All my other Holliday shopping was done way before black Friday and I try to shop locally for it. I do a lot of baking for gift to a lot of people. But I do have some nonfood gifts I wanted to give to certain people. my two good friends, parents, brother and his wife, my sister and brother in laws, toy for my nephew. The season of my wallet taking a hit.

Moon Custafer
Moon Custafer
5 years ago

@Lainy:

Something bandit or the mask ranger or something.

The Lone Ranger? Starring Clayton Moore and Jay Silverheels?

Shown here parodying their roles, and the series’ use of the William Tell Overture as a theme tune, in this commercial:
https://youtu.be/-TnPfO8ut-Q

Naglfar
Naglfar
5 years ago

Re: Black Friday
The only thing I bought on Black Friday was the SpiderCapo XXL, which was $10 cheaper than usual. It’s a guitar capo that has 2 features of interest: a) it allows you to selectively capo certain strings and not others and b) it works on 7 and 8 string guitars. I wanted to buy some guitars while they were on sale online, but the good quality ones all still cost too much for my budget.

I hope everyone else enjoys their Black Friday things.

@Katamount

Congrats on getting back into guitar! The strength to make barre chords will come with practice, so keep working at it. Depending on what style of music you plan to play, you may need them to varying degrees. In styles like extreme metal (what I mostly play) it’s not needed often (with the possible exception of deathcore, where drop tunings are common so barring the 3 lowest strings is used a lot) while in styles like folk and pop music it’s more common.

Lainy
Lainy
5 years ago

@Moon

Yes that’s it! The Lone Ranger

Lainy
Lainy
5 years ago

Can I ask you guys for some marriage advice. Something happened the other day and I’m a little worried. I’m always slightly worried that I’ve made a mistake and ended up with someone who is just really good at hiding their abusive tendencies and that they will come out. I haven’t even been married a month yet and something kind of happened. I would love some advice from people that I trust and I know have more life experience then me. The other day he said something that sounded straight out of the mra and it worries me. He didn’t saying it jokingly either, he meant it. I’ve never seen this side of him before tbh and it worries me.

Victorious Parasol
Victorious Parasol
5 years ago

@Lainy

Are you safe?

Wandering Jewterus
Wandering Jewterus
5 years ago

@Lainy

I recommend speaking to your spouse about what they said and how it made you feel. I firmly believe that communication is the single most important aspect of any marriage. Human interaction is, at best, a poorly designed engine that we’re constantly throwing sand into. Honest and compassionate communication is the oil that keeps that engine running (somewhat) smoothly.

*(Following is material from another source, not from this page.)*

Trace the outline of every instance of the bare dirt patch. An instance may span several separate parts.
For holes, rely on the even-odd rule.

I hope this advice doesn’t come across as simplistic or banal; I’ve just learned that so many points of conflict in marriage could be readily solved if partners just talked openly with each other.

Hambeast
Hambeast
5 years ago

Cats in Shiny Hats – Yeah, I wish(ed) that were the case but Black Friday was still hell. I really try hard not to order anything this time of year, either because I know the USPS and delivery carriers are buried with work, too, and it lasts a fair few weeks vs. one weekend.

I’d love to do the “small business Saturday” thing, but the local roads and freeways are a nightmare the whole weekend. I had to pop out for groceries on Friday and was nearly sideswiped on the road by someone who was determined to change lanes into my car. The grocery store was pretty deserted, though. They get their rush the week before holidays, though, so no holiday retail respite there!